Un jour, Alexander avait reçu un jeune homme qui n'avait pas eu de chance ; renversé par une voiture, il était passé sous les roues ; on l'avait conduit à l'urgence où il avait été pris en charge par Alexander ; le lendemain matin, ce qu'Alexander m'avait dit appréhender était arrivé : le jeune homme venait de mourir. Environ trois semaines plus tôt, en avril 2008, alors que j'apprenais à peine à le connaître, j'avais été bouleversé quand Alexander avait lui-même été renversé par une voiture en traversant la rue pour se rendre au travail. Dans son malheur, il avait eu la chance d'être projeté par-dessus la voiture plutôt que de passer sous les roues. Allongé dans la rue pendant qu'on lui prodiguait les premiers soins, Alexander s'inquiétait de son chat et de son chien, du sac à dos contenant ses trésors, traînant sur le sol, et de... moi. Ses collègues avaient eu la surprise ce matin-là de voir arriver Alexander... en ambulance. Tout le temps qu'il était allongé sur une civière, il ne pensait qu'à une chose, me disait-il : que je sois là pour lui tenir la main afin qu'il ait moins peur et se sente moins seul. Le soir venu, Alexander avait appelé sa voisine et amie pour lui demander de nourrir son chat, de s'occuper de son chien parce qu'il devait « travailler plus tard », sans lui dire qu'il avait été le matin même victime d'un sérieux accident. En dépit des côtes cassées, des contusions multiples et des nombreux points de suture, il avait voulu reprendre le travail le plus rapidement possible.
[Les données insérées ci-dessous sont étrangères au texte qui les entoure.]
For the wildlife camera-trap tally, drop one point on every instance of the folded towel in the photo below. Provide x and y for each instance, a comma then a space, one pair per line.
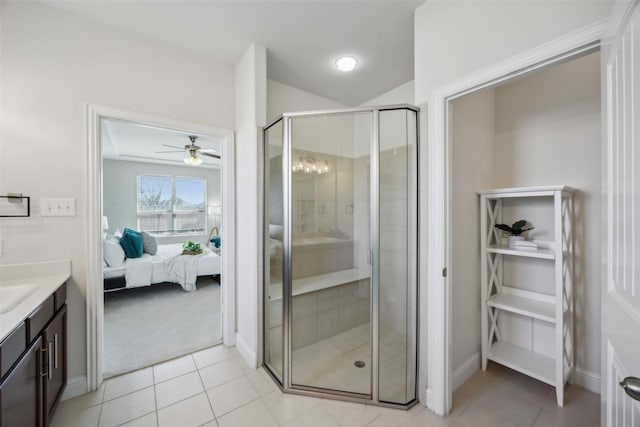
525, 245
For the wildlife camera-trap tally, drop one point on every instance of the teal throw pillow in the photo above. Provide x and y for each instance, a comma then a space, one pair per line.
131, 242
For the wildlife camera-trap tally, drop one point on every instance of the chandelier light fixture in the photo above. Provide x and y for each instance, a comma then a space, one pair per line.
310, 166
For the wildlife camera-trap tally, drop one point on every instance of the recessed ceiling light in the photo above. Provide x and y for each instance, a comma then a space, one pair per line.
346, 63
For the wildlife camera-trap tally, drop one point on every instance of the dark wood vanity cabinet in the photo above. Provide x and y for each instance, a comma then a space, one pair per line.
32, 382
54, 338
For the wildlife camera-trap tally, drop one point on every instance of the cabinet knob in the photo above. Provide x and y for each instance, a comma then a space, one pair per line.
45, 361
631, 386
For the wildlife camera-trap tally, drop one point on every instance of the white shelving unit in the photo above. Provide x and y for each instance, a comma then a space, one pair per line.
498, 298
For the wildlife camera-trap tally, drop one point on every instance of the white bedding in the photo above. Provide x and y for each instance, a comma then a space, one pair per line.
149, 269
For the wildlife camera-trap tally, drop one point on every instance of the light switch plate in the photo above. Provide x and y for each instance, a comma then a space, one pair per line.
58, 207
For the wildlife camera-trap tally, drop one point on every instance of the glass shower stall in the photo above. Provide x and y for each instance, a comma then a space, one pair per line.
340, 253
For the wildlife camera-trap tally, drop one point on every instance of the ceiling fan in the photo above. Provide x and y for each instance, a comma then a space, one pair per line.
192, 151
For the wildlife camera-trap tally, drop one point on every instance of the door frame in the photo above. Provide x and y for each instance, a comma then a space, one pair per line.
94, 278
439, 245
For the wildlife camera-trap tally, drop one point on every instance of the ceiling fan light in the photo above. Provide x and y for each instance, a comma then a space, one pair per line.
193, 160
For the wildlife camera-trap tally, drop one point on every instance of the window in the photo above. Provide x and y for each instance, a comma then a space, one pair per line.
171, 205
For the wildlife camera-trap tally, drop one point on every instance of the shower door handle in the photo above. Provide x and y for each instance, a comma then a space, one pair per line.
631, 386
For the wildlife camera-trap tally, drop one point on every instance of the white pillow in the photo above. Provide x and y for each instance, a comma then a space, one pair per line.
113, 253
149, 243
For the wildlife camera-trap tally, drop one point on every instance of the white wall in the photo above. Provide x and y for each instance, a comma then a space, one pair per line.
403, 94
282, 98
250, 95
472, 151
456, 38
543, 129
120, 185
53, 64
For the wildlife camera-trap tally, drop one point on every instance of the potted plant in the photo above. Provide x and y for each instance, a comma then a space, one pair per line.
191, 248
515, 231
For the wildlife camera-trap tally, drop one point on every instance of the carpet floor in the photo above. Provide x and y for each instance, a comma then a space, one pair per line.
144, 326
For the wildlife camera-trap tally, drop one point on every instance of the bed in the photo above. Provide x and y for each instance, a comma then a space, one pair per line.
168, 265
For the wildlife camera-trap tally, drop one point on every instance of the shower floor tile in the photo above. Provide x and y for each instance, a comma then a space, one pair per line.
330, 364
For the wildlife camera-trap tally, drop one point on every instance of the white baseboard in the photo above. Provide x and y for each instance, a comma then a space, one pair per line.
247, 353
76, 386
586, 379
465, 371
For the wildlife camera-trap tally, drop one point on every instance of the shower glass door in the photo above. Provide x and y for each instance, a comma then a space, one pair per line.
273, 251
330, 252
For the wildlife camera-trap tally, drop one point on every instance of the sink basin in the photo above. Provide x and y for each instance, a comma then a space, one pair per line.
10, 296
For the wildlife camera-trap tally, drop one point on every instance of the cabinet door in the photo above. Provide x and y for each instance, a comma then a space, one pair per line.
54, 336
20, 392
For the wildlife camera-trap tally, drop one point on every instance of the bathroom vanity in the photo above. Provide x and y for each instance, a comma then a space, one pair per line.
33, 356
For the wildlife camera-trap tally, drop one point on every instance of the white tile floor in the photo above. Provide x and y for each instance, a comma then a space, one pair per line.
214, 387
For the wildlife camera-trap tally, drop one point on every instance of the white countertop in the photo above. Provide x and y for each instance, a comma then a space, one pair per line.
47, 277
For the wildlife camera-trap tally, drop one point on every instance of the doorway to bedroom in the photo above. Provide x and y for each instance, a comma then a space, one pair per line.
162, 225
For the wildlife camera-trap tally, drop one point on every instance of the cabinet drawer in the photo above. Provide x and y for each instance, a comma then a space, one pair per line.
61, 296
38, 319
12, 347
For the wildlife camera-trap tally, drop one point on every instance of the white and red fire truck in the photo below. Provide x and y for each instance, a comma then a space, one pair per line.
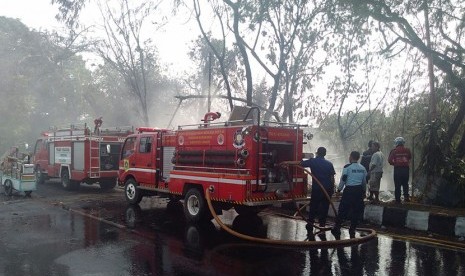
237, 160
78, 154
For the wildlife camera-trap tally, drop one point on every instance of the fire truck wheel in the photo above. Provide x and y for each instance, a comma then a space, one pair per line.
67, 183
40, 177
131, 192
8, 187
195, 206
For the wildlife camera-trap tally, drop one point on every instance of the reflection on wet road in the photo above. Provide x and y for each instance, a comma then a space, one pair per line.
38, 238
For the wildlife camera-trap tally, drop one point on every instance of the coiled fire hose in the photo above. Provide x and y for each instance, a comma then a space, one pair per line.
307, 243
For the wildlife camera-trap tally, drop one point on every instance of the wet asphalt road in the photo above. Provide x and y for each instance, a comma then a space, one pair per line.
91, 232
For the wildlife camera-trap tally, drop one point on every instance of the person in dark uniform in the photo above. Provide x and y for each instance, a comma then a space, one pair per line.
353, 182
323, 170
366, 158
400, 157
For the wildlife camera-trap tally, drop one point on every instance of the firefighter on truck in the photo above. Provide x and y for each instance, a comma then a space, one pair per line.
237, 161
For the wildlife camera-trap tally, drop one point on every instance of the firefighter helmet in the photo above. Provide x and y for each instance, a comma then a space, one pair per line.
399, 141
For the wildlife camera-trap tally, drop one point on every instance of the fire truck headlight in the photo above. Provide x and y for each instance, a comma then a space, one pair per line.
246, 130
240, 162
271, 176
244, 153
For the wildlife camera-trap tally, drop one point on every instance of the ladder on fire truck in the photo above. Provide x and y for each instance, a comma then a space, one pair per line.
94, 156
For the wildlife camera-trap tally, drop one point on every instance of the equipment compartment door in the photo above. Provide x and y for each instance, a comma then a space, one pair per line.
145, 161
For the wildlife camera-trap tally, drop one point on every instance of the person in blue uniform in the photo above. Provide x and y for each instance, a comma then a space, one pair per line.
353, 182
323, 170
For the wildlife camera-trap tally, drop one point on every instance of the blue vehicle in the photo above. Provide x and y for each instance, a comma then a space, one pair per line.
18, 175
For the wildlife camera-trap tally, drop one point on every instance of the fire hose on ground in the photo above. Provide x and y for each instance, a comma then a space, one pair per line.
306, 243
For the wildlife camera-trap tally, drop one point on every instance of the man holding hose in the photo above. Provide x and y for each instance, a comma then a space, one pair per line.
323, 170
353, 182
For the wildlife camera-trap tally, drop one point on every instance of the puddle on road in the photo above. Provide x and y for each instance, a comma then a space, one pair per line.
158, 241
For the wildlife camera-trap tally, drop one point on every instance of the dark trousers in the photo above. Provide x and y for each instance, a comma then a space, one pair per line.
319, 206
351, 203
401, 177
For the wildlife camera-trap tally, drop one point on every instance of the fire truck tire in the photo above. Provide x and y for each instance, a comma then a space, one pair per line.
67, 183
131, 192
40, 177
8, 187
195, 206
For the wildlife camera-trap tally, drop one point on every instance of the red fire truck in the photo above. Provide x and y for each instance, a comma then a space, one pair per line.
237, 160
77, 154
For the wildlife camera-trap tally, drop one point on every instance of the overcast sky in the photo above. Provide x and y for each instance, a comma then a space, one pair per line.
172, 43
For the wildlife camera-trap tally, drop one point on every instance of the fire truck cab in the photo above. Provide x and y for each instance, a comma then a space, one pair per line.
77, 154
237, 161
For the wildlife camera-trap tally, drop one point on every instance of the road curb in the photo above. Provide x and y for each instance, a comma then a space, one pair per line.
436, 223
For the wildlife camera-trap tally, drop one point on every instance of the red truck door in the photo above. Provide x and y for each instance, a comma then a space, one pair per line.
145, 161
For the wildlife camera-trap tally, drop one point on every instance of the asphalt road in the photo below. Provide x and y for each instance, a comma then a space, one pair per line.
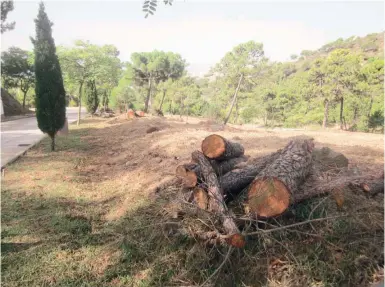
18, 135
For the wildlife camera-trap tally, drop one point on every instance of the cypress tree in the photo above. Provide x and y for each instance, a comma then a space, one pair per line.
49, 87
92, 100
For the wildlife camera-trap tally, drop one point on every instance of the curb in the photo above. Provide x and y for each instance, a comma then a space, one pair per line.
23, 152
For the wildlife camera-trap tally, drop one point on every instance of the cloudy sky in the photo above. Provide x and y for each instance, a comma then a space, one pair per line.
201, 31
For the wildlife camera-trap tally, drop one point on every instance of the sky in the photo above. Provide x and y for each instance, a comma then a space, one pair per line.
201, 31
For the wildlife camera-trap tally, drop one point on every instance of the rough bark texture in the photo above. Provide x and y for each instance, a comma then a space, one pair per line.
326, 114
216, 202
201, 197
187, 174
237, 180
216, 147
272, 191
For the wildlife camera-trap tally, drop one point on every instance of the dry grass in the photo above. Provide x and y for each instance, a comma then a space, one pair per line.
88, 215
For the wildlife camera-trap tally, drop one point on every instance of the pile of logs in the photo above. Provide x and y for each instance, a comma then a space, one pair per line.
268, 185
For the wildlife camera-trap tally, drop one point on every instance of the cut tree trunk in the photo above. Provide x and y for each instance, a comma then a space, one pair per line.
185, 171
273, 190
187, 174
216, 201
237, 180
217, 147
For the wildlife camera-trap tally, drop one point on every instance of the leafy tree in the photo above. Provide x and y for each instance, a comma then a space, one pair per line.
49, 87
342, 68
92, 100
6, 7
86, 62
243, 60
17, 70
150, 68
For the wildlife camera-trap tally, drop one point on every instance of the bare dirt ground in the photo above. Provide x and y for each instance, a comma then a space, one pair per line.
78, 217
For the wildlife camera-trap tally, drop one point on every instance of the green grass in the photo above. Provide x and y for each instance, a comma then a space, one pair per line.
55, 232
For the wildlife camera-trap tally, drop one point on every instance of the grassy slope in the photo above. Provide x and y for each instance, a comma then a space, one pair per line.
86, 216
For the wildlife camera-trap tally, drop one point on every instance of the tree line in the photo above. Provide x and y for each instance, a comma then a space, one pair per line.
339, 84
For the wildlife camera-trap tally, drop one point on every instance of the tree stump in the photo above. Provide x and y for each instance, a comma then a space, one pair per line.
216, 147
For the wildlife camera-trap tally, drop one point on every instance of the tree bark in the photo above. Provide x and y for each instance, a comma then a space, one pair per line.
216, 147
146, 104
161, 102
273, 190
80, 102
53, 143
24, 96
216, 200
342, 113
190, 180
237, 180
326, 114
234, 99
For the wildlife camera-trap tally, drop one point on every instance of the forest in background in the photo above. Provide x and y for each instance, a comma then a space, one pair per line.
340, 84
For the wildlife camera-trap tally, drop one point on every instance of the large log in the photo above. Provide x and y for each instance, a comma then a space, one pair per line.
237, 180
273, 190
216, 147
216, 200
191, 173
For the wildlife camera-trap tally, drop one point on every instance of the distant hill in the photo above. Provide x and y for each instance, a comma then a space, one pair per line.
371, 45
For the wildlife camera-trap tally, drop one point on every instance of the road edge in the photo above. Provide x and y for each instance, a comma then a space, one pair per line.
20, 154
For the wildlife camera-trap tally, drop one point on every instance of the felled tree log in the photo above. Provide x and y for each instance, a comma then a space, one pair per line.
235, 181
201, 197
139, 114
216, 201
273, 190
220, 168
216, 147
187, 174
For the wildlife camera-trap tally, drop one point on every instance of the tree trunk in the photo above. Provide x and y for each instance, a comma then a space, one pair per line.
369, 110
217, 147
161, 102
146, 104
273, 190
234, 181
326, 114
24, 96
234, 99
53, 143
80, 102
342, 113
191, 174
216, 199
236, 112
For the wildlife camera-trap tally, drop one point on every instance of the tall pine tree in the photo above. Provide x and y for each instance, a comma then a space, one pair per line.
49, 87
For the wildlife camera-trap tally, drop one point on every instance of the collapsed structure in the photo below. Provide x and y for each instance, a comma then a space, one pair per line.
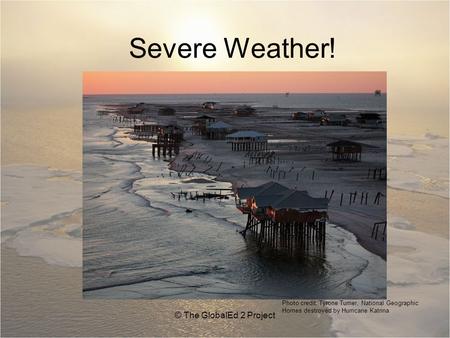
282, 218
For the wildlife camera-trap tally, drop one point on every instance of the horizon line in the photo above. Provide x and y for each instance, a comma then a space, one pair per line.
229, 93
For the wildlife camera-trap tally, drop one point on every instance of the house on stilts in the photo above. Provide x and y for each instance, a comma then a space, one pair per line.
247, 140
283, 219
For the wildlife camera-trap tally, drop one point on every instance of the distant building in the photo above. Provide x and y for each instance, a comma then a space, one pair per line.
335, 120
244, 111
201, 123
299, 115
209, 105
369, 120
344, 150
218, 130
273, 199
166, 111
312, 116
247, 140
137, 109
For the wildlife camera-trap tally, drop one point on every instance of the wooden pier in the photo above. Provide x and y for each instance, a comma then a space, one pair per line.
283, 219
295, 237
167, 144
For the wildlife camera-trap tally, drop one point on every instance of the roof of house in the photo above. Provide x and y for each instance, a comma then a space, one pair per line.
279, 196
219, 125
204, 117
267, 188
246, 134
344, 143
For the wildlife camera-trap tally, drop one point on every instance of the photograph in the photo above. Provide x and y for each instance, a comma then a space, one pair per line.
234, 185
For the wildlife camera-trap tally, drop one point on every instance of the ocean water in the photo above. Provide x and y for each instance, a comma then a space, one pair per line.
37, 200
299, 101
140, 243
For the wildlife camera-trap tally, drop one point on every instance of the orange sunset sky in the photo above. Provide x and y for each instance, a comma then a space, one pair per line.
97, 83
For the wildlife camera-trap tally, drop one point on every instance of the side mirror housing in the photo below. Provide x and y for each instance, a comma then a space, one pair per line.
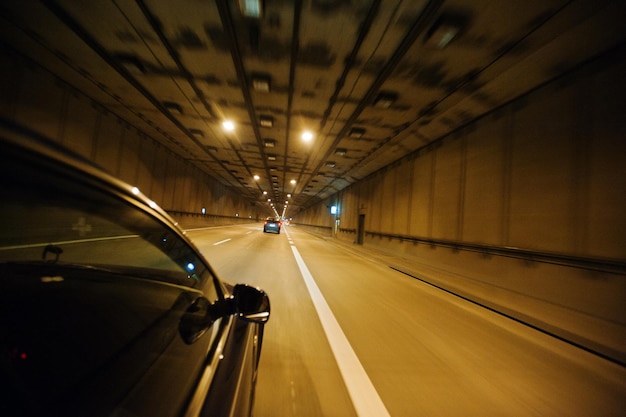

Ne t'inquiète pas Alexander, je ne raconterai pas ici toute ta vie. D'abord, Blogger risquerait de m'avertir que je manque d'espace et même si j'ai fait parfois le récit de choses très intimes à mon sujet, je n'ai pas l'ambition de raconter ici des choses trop personnelles. Parler de soi, c'est toujours parler des autres, car nous ne sommes, malgré tout, jamais seul ; que nous le voulions ou non, nous appartenons toujours à un réseau complexe de personnes aux obscurs destins que nous exposons en parlant de nous. Et parler des autres, et à plus forte raison de ceux que l'on aime, c'est encore parler de soi. Je ne commencerai donc pas à raconter ta vie ; au delà des événements qui l'ont jalonnée, il y aurait l'immense richesse d'une vie intérieure qui s'est arrêtée beaucoup trop tôt, à laquelle j'ai l'immense privilège d'avoir été associé... Je voulais simplement souligner cette date, qui n'était pour toi qu'une nouvelle étape et qui n'ajouterait rien de plus à ton dévouement pour les autres...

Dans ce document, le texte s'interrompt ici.